For thousands of years, humans have used the behaviour of birds to forecast the weather. But are any of these predictions grounded in reality? Or are they simply old wives’ tales that should be confined to almanacs and collections of folklore.
Little scientific research has been undertaken to find out, but in recent years a couple of small studies have found that birds may indeed be able to predict storms.
In 2014 a team from the University of California discovered quite by accident that a group of golden-winged warblers fled their US breeding grounds in the Cumberland Mountains, north-eastern Tennessee, well in advance of devastating supercell storms that would spawn at least 84 recorded tornadoes and kill 35 people.
The researchers were testing wither the tiny songbirds would be able to fly with geolocators attached to their backs. The birds had only just returned from their wintering grounds in South America when they took off again in an unplanned migration to avoid the massive storm which arrived 24 hours later.
Interestingly they appeared to act independently of each other with one bird making its way to Cuba. Others flew to Florida’s Gulf Coast, but all the birds not only detected the storm but also knew where to fly to avoid it. They either travelled southeast in front of the storm, and then let it go by, or they moved behind it. And this was despite having just completed a migration of more than 2,500 km.
They began the evacuation when the tornadoes were still 900 km away and while weather conditions in the mountains of Tennessee were normal for the time of year with no apparent changes in atmospheric pressure, or temperature and wind speed.
After the storm had blown over, the golden-winged warblers returned to their breeding grounds where the researchers recaptured them. The geolocators indicated that they had flown at least 1,500 km in total.
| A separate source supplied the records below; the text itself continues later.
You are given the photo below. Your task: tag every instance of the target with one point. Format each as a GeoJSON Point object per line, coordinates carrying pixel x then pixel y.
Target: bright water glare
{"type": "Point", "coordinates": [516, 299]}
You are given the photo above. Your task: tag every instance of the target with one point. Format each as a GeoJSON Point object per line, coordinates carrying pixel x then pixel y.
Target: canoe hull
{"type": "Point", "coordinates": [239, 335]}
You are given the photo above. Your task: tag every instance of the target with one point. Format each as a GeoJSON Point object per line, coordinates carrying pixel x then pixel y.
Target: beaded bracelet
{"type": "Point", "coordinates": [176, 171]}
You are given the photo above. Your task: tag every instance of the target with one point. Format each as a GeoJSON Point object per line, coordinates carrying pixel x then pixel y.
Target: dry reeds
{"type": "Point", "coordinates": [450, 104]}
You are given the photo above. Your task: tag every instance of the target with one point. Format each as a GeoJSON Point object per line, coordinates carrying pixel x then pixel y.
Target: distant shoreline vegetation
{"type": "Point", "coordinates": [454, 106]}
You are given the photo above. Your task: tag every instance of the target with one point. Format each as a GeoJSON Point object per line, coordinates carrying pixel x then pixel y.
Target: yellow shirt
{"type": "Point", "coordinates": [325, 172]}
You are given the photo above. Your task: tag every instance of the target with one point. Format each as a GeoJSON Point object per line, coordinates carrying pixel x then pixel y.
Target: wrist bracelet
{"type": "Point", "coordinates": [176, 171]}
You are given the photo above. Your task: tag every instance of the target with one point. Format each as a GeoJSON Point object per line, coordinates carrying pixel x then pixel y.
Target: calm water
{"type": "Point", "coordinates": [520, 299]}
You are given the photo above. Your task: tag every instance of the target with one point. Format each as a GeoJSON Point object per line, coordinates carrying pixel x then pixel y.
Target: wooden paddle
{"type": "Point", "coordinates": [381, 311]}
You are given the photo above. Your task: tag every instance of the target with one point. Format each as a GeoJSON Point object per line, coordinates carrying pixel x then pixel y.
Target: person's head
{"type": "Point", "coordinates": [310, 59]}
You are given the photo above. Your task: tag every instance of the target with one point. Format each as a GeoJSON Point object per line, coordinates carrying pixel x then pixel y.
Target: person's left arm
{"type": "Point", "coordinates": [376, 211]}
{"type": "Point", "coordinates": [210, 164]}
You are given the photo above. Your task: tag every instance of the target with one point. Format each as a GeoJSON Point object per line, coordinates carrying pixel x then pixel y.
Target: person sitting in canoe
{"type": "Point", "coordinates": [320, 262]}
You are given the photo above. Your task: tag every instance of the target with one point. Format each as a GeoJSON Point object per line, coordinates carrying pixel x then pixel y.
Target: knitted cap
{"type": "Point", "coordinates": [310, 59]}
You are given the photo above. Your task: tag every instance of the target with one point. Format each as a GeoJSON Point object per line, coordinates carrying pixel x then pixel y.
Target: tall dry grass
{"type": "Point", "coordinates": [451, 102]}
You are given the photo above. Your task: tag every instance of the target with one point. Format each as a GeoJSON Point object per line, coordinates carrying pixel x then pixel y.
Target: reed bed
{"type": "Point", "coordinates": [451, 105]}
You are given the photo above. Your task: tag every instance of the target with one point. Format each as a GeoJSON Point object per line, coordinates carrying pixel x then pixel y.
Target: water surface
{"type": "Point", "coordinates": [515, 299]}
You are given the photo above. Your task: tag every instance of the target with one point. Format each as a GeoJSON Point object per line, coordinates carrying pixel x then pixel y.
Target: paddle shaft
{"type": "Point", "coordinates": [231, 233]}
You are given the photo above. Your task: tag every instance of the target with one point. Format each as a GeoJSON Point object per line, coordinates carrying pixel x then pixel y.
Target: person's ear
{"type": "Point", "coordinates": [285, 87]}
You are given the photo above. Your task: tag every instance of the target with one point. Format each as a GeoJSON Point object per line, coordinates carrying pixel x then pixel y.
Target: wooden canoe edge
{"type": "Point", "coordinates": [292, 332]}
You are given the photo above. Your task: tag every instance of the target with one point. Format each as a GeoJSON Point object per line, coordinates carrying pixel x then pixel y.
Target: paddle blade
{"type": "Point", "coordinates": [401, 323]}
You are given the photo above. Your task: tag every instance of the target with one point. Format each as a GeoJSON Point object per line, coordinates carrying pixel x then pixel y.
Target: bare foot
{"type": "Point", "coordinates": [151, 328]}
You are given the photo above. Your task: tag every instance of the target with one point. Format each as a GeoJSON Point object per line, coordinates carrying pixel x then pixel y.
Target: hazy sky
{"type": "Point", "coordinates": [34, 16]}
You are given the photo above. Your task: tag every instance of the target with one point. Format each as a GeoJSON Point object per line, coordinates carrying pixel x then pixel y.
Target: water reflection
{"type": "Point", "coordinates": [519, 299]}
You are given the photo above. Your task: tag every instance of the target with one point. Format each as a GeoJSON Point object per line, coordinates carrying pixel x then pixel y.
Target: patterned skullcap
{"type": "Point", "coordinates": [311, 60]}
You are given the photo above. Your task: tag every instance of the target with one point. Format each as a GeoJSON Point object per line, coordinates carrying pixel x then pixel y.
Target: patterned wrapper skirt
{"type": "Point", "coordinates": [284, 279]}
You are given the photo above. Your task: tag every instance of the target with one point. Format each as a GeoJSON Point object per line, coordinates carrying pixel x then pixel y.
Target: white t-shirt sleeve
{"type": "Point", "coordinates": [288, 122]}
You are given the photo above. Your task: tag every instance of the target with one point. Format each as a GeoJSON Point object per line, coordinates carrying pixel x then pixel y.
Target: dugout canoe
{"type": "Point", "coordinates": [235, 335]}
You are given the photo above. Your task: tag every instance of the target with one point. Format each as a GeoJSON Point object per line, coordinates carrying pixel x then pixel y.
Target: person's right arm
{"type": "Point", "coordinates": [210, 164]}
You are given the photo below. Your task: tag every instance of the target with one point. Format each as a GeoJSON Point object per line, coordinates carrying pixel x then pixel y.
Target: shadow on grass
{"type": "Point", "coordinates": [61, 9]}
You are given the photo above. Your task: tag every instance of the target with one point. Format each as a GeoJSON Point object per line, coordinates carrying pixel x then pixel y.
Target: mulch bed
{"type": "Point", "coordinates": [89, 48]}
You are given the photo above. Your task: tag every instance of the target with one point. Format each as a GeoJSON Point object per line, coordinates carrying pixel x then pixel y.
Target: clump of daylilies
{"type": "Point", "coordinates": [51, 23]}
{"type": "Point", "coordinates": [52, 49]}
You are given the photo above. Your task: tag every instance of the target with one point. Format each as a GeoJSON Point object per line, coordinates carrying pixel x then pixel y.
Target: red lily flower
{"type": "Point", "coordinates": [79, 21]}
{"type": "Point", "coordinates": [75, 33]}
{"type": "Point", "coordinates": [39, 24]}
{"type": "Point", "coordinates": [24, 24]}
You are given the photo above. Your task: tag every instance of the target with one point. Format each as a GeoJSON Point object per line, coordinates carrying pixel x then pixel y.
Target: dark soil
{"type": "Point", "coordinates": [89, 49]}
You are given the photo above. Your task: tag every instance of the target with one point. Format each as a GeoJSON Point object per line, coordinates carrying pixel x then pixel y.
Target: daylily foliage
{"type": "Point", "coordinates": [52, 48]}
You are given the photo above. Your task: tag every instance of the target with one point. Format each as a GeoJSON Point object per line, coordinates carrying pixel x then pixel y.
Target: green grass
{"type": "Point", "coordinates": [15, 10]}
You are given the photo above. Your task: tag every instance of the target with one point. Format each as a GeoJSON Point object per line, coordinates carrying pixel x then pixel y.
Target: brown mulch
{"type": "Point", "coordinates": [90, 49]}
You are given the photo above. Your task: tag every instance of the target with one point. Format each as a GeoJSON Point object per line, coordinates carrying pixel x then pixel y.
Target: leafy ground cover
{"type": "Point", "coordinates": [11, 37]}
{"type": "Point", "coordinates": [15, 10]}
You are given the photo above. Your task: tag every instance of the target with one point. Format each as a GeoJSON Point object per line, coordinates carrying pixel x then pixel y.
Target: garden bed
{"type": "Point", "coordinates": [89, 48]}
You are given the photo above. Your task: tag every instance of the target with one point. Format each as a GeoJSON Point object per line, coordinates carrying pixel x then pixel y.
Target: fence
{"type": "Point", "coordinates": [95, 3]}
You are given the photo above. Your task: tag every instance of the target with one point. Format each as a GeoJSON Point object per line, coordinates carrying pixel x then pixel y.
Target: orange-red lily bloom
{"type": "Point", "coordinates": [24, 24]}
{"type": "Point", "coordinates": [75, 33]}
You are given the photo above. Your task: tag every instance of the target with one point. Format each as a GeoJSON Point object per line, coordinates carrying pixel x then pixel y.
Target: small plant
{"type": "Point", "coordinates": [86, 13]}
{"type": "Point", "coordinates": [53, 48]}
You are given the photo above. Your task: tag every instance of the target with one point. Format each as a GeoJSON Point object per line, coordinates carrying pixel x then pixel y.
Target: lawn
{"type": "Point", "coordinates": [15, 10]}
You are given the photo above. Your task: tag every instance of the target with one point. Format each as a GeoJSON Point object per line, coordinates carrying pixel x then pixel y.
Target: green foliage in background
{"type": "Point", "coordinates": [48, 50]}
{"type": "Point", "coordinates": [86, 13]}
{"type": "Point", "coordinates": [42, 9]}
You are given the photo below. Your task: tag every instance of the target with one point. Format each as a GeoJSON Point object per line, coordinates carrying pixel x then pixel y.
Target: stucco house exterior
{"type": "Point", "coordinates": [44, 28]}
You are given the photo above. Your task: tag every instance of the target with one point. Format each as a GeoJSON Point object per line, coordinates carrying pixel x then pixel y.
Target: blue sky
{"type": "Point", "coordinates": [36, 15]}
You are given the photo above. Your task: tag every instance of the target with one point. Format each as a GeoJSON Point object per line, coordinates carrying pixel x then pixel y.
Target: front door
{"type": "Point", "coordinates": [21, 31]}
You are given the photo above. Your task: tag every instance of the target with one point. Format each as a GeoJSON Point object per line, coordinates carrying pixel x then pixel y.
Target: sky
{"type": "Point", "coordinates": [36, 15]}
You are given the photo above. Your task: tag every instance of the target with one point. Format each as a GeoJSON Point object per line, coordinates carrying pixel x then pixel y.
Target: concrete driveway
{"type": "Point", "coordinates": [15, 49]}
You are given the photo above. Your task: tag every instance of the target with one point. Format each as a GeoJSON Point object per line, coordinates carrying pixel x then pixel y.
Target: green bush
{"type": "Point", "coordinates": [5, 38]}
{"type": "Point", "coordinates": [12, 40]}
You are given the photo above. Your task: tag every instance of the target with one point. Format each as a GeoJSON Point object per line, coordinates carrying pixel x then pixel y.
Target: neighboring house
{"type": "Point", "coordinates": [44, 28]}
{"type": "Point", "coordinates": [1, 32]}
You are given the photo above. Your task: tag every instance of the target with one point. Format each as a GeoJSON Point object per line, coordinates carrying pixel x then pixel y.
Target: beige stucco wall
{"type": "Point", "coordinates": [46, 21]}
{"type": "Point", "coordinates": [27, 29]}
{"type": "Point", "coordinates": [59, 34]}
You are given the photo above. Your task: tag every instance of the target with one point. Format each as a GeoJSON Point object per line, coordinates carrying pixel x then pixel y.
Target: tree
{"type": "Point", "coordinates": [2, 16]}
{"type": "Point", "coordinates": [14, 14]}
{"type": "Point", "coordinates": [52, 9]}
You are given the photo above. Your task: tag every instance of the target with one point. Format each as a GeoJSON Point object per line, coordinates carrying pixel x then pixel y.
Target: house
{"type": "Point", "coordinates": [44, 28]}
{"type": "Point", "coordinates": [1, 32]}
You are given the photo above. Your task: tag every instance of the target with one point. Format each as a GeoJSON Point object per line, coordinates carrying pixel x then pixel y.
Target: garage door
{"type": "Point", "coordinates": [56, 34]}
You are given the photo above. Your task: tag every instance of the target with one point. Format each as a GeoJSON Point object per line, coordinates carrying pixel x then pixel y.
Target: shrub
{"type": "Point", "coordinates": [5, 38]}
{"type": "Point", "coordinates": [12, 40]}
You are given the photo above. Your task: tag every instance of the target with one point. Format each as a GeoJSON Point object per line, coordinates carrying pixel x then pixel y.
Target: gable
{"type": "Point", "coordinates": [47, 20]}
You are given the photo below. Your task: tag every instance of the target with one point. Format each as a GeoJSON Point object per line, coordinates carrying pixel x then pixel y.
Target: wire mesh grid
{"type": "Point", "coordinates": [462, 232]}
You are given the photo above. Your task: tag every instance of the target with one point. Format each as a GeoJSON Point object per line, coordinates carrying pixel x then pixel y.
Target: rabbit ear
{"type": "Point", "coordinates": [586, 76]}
About a decade earlier, a marbled godwit fitted with a satellite transmitter, made its usual migration from Alberta to Baja California for the winter where it stayed for several weeks. Just before the arrival of Hurricane John, which caused extensive damage across much of the Pacific coast of Mexico, the bird flew to Texas and back, apparently to avoid the storm.
The report was published in the ornithology journal, North American Birds, and included the observation, “As almost nothing is known about individual birds’ responses to approaching tropical cyclones, this bit of information is most intriguing.”
A further study in 2018 showed that birds may have an even more remarkable weather-forecasting ability, and that they are able to predict storms not just days, but months in advance.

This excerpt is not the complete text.